My job

60 seconds with Macmillan nurse consultant Diana Greenfield

Have the confidence to be ambitious and get experience in a variety of fields before specialising, says Diana Greenfield. 

Have the confidence to be ambitious and get experience in a variety of fields before specialising, says Diana Greenfield. 

Diana Greenfield gained a degree in nursing from Bristol Polytechnic in 1988. After working in London as a staff nurse and in Australia as an agency nurse, she became a research sister at Sheffield Teaching Hospitals NHS Foundation Trust. She started working in oncology in 2001, setting up the collaborative late effects of cancer treatment research group at the trust and university. In 2009 Professor Greenfield was made nurse consultant and clinical lead for the late effects clinical service, a post she has held for 7 years. She lives in Sheffield and has two sons, aged 18 and 21


Diana Greenfield.

What are your main work responsibilities?  
There are four strands: direct patient care, leading clinical services, influencing clinical service improvement locally, regionally and nationally, and research and education. 

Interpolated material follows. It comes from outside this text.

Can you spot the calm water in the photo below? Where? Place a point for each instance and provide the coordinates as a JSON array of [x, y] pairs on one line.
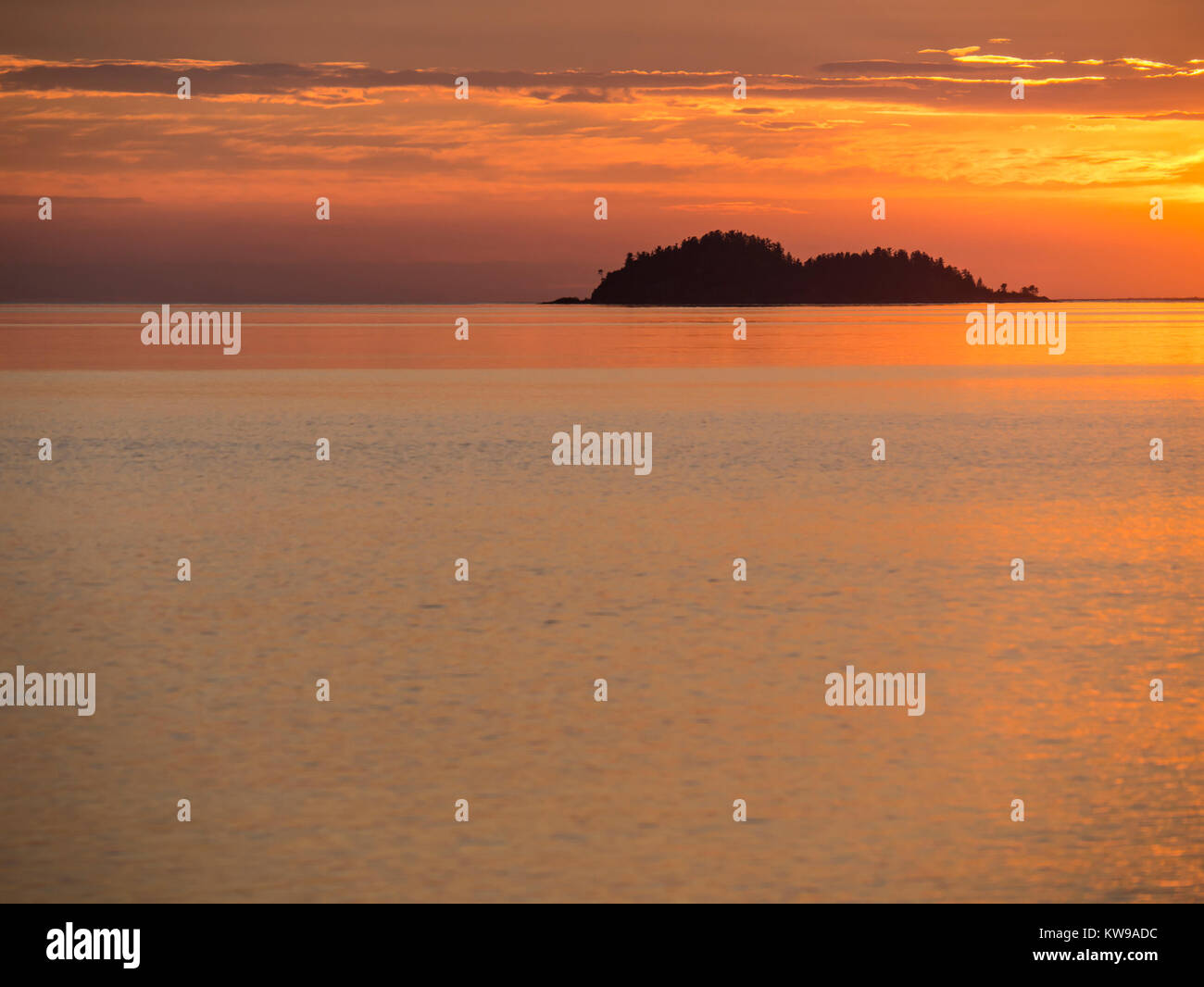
[[445, 690]]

How did you get your job?  
The nurse consultant role was created in 2009 following the publication of National Institute for Health and Care Excellence guidance, which recommended late effects care for all childhood cancer survivors. 

Who are your clients/patients?
People who have had cancer treatment and are at risk of late or long-term treatment effects, such as childhood cancer survivors and patients who have had bone marrow transplants. 

What do you love about your job? 
Working with patients is incredibly rewarding. I also love the variety and autonomy of the role. 

What do you find most difficult? 
Making changes in complex NHS organisations, and the virtual ceiling applied to clinical nurses. I believe their skills are not valued highly enough by policymakers, the public and the government. 

What is your top priority at work?
Direct patient care and, more broadly, improving the patient experience for people living with and beyond cancer. 

What has been your most formative career experience? 
My nursing degree, which was quite radical. In the first term we did a community-based project, looking at how public services such as housing, schooling and policing affect health. This helped me to see how a community works and gave me incredible insight for an 18 year old. 

If you hadn’t become a nurse, what would you have done instead? 
I studied A levels in physics, maths and art and wanted to be a medical illustrator. 

What career advice would you give your younger self? 
To be bolder and more tenacious, have the confidence to be more ambitious, and get experience in a variety of fields and healthcare settings before specialising.